Steven Byrnes comments on Foom & Doom 2: Technical alignment is hard

Steven Byrnes 19 Sep 2025 19:48 UTC
2 points
0
Maybe study logical decision theory?
Eliezer has always been quite clear that you should one-box for Newcomb’s problem because then you’ll wind up with more money. The starting point for the whole discussion is a consequentialist preference—you have desires about the state of the world after the decision is over.
You have desires, and then decision theory tells you how to act so as to bring those desires about. The desires might be entirely about the state of the world in the future, or they might not be. Doesn’t matter. Regardless, whatever your desires are, you should use good decision theory to make decisions that will lead to your desires getting fulfilled.
Thus, decision theory is unrelated to our conversation here. I expect that Eliezer would agree.
To me it seems a bit surprising that you say we agree on the object level, when in my view you’re totally guilty of my 2.b.i point above of not specifying the tradeoff / not giving a clear specification of how decisions are actually made.
Your 2.a is saying “Steve didn’t write down a concrete non-farfuturepumping utility function, and maybe if he tried he would get stuck”, and yeah I already agreed with that.
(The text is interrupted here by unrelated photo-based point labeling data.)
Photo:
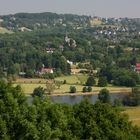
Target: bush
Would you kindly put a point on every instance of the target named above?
(104, 96)
(39, 91)
(90, 81)
(72, 89)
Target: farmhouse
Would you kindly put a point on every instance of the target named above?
(46, 70)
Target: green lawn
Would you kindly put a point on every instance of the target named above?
(73, 79)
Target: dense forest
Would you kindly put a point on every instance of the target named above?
(45, 120)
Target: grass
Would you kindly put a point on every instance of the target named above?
(73, 79)
(134, 115)
(28, 85)
(4, 30)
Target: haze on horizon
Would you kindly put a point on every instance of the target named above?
(102, 8)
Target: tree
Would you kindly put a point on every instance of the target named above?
(104, 96)
(90, 81)
(84, 89)
(89, 89)
(39, 91)
(102, 82)
(50, 87)
(72, 89)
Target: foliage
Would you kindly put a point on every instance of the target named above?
(50, 87)
(133, 99)
(72, 89)
(89, 89)
(104, 96)
(39, 91)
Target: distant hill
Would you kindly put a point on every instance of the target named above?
(47, 20)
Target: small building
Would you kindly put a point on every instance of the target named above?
(46, 70)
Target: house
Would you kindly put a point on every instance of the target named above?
(50, 50)
(46, 70)
(137, 67)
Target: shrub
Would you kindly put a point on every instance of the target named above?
(72, 89)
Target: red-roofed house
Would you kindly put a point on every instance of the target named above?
(137, 67)
(46, 70)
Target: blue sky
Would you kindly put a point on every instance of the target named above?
(102, 8)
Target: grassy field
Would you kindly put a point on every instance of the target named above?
(28, 85)
(73, 79)
(4, 30)
(134, 115)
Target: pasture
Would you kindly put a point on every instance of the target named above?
(28, 85)
(134, 115)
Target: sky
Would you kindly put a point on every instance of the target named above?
(101, 8)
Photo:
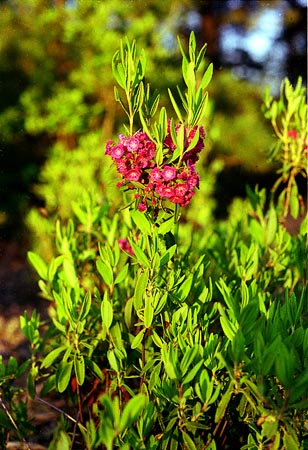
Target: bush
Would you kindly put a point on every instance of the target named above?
(167, 331)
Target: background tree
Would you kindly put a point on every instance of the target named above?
(57, 104)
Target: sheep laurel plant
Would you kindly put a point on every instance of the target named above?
(159, 345)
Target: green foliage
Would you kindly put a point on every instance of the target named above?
(162, 335)
(288, 116)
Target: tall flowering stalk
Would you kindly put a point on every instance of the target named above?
(159, 163)
(288, 116)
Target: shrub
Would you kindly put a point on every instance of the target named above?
(164, 334)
Your 2.b is saying “Why can’t you have a utility function but also other preferences?”, but that’s a very strange question to me, because why wouldn’t you just roll those “other preferences” into the utility function as you describe the agent? Ditto with 2.c, why even bring that up? Why not just roll that into the agent’s utility function? Everything can always be rolled into the utility function. Utility functions don’t imply anything about behavior, and they don’t imply reflective consistency, etc., it’s all vacuous formalizing unless you put assumptions / constraints on the utility function.
- Towards_Keeperhood 19 Sep 2025 20:52 UTC
  1 point
  0
  Parent
  The purpose of studying LDT would be to realize that the type signature you currently imagine Steve::consequentialist preferences to have is different from the type signature that Eliezer would imagine.
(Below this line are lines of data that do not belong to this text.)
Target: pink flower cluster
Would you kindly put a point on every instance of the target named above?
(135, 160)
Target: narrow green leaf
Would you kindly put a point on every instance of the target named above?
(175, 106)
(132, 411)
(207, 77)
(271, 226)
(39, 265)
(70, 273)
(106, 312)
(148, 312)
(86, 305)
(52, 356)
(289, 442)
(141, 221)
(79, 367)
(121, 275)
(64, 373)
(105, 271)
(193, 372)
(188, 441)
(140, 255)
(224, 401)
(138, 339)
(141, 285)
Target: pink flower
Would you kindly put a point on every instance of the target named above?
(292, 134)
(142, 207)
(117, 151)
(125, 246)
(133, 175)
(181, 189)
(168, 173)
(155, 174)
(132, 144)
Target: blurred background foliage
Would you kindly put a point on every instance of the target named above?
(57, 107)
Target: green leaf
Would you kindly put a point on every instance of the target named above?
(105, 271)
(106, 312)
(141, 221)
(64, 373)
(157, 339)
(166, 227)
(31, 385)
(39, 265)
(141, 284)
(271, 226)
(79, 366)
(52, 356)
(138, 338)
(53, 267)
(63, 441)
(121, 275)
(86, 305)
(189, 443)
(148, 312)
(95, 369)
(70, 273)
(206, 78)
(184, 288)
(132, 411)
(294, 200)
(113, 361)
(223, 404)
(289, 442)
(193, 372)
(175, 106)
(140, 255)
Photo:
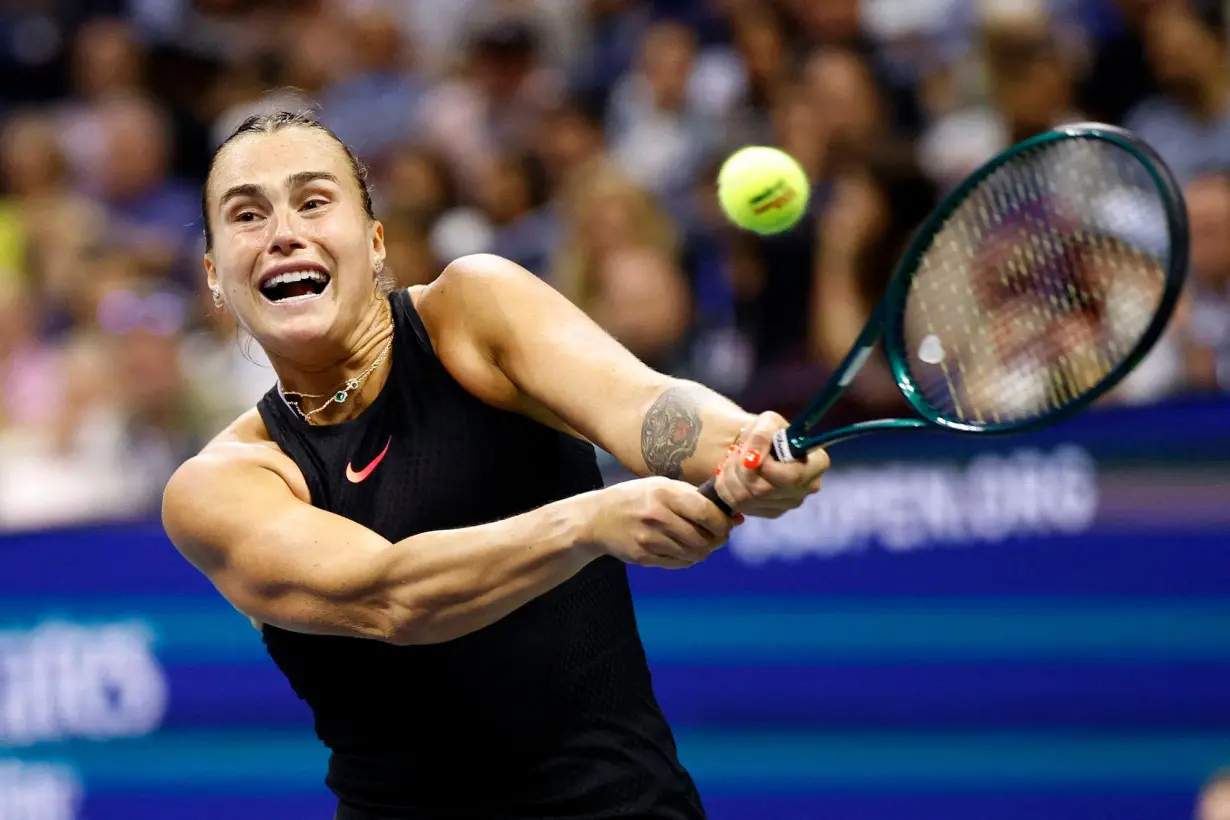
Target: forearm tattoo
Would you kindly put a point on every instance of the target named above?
(670, 432)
  The starting point for the whole discussion is a consequentialist preference—you have desires about the state of the world after the decision is over.
  You can totally have preferences about the past that are still influenced by your decision (e.g. Parfit’s hitchhiker).
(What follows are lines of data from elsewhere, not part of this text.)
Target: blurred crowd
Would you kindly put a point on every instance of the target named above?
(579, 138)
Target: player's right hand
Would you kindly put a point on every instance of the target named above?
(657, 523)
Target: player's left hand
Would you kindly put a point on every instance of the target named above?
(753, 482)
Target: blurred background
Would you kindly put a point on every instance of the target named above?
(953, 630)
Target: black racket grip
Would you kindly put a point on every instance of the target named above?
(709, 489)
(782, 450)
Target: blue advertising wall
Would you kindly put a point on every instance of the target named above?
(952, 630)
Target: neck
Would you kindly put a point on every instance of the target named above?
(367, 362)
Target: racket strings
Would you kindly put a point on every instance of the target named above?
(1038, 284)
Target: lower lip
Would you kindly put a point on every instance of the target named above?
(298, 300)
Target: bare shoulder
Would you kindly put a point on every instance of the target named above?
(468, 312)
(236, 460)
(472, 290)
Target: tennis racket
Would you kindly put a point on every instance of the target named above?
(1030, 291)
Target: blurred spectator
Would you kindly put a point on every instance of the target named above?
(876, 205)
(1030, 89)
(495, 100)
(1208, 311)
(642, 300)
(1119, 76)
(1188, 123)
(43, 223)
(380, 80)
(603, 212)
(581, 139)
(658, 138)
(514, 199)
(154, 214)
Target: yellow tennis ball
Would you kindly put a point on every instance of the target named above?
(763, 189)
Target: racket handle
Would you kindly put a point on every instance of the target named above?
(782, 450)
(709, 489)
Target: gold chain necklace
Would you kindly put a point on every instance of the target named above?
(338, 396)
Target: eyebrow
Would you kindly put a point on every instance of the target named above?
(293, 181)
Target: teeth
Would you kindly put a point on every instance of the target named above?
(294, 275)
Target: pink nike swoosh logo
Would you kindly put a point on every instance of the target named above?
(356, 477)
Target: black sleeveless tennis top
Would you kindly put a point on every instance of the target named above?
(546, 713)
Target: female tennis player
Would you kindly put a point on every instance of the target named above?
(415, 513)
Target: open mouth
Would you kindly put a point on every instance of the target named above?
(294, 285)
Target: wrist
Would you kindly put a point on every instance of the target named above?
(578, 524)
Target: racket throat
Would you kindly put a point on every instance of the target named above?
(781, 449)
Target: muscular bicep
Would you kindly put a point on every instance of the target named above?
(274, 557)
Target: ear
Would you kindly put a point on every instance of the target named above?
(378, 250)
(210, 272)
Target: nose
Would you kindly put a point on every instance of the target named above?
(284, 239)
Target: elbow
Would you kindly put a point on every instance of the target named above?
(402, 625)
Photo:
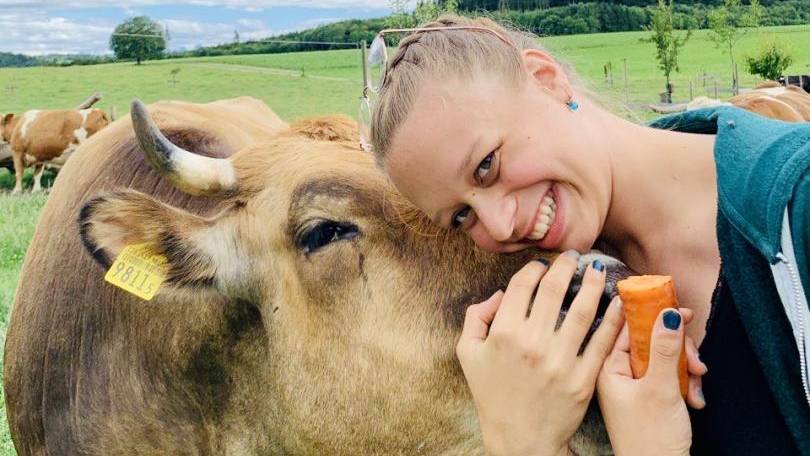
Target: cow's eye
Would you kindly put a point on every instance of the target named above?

  Decisions don’t cause future states, they influence which worlds end up real vs counterfactual. Preferences aren’t over future states but over worlds—which worlds would you like to be more real?
  AFAIK Eliezer only used the word “consequentialism” in abstract descriptions of the general fact that you (usually) need some kind of search in order to find solutions to new problems. (Like I think just using a new word for what he used to call optimization.) Maybe he also used the outcome pump as an example, but if you asked him what how consequentialist preferences look like in detail, I’d strongly bet he’d say sth like preferences over worlds rather than preferences over states in the far future.